Managing Loss of Appetite (Anorexia)

From Cancer Therapy

Some patients experience a decrease in appetite while receiving cancer therapy and for some time following treatment. Remember that this loss of appetite is a temporary side effect of your treatment. Also, the loss of appetite you may experience depends on many factors and varies from person to person.

Please ask your nurse to review this information with you and to answer any questions you may have. Keep your nurse and doctor informed of your concerns about your appetite and weight. A registered dietitian is available to discuss your diet and can suggest ways to maintain your normal weight.

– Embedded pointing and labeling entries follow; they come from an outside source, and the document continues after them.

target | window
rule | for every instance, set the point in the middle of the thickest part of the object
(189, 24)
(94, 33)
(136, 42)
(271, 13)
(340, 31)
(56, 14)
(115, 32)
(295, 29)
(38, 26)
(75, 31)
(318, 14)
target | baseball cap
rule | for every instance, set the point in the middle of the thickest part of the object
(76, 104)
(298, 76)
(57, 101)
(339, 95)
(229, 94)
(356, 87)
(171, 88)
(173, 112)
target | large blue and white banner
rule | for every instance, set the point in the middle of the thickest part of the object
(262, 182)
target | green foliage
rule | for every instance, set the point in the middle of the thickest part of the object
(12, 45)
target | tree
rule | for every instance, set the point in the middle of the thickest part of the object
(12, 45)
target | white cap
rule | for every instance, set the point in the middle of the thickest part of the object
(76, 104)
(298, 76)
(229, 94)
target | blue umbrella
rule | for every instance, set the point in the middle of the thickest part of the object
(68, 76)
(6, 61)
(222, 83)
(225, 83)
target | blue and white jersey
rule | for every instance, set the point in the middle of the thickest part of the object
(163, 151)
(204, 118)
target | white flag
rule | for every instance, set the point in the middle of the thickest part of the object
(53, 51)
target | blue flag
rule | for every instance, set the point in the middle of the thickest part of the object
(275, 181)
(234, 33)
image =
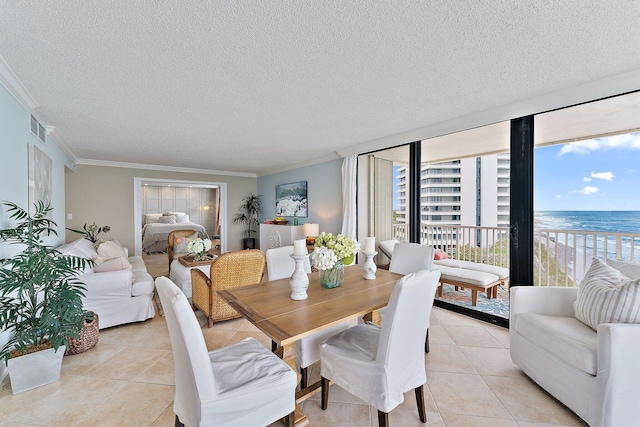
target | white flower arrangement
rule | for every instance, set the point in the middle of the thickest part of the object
(330, 249)
(198, 246)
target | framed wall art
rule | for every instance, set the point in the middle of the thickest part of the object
(39, 178)
(291, 199)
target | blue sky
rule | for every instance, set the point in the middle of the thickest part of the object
(596, 174)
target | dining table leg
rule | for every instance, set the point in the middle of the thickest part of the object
(288, 353)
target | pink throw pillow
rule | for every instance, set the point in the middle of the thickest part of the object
(440, 254)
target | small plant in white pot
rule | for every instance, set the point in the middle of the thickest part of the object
(40, 300)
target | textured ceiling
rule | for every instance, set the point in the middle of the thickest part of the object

Helpful Hints to Manage Loss of Appetite

  • Eat small frequent meals and healthy snacks that are high in protein and calories.
  • Eat during periods of greatest appetite, rather than at set mealtimes. Be flexible. Eat whenever you feel hungry.
  • Make mealtime as pleasant as possible by trying the following suggestions:
      • Rest before eating.
      • Play soft background music or a relaxation tape.
      • Use an attractive table setting.
      • Indulge in your favorite foods.
      • Make plans to eat with family and friends.
  • Take pain medication as instructed.
  • Take nausea medication a half-hour before meals, or as instructed.
  • Avoid foods that cause bloating and gas, such as cabbage, broccoli, and beans; or indigestion, such as spicy foods.
  • If you have a sore mouth, do mouth care routinely and especially before and after meals.
    Your mouth care: ________________________________________________________
  • If you have dry mouth, use:  ________________________________________________
  • Try sugar-free hard candy, gum, or mints if you have a metallic or bitter taste in your mouth.
  • Marinate meats with sweet marinades or sauces like teriyaki or soy. Try different seasonings.
  • Don’t drink large quantities of fluids with meals, since this will make you feel fuller sooner.
  • Avoid “empty calorie” liquids like soda pop.
      • Try fruit juices and milk products.
      • If you have trouble digesting milk and milk products, speak to your nurse or the registered dietitian.
  • Exercise as tolerated. A moderate exercise routine helps stimulate appetite.
  • Nutritional supplements can be recommended by the registered dietitian or nurse.
  • Your doctor may order an appetite-stimulating medication.
  • Sometimes loss of appetite during cancer therapy is a symptom of depression. If you think you may have problems with your mood and emotions, speak to your doctor about your concerns.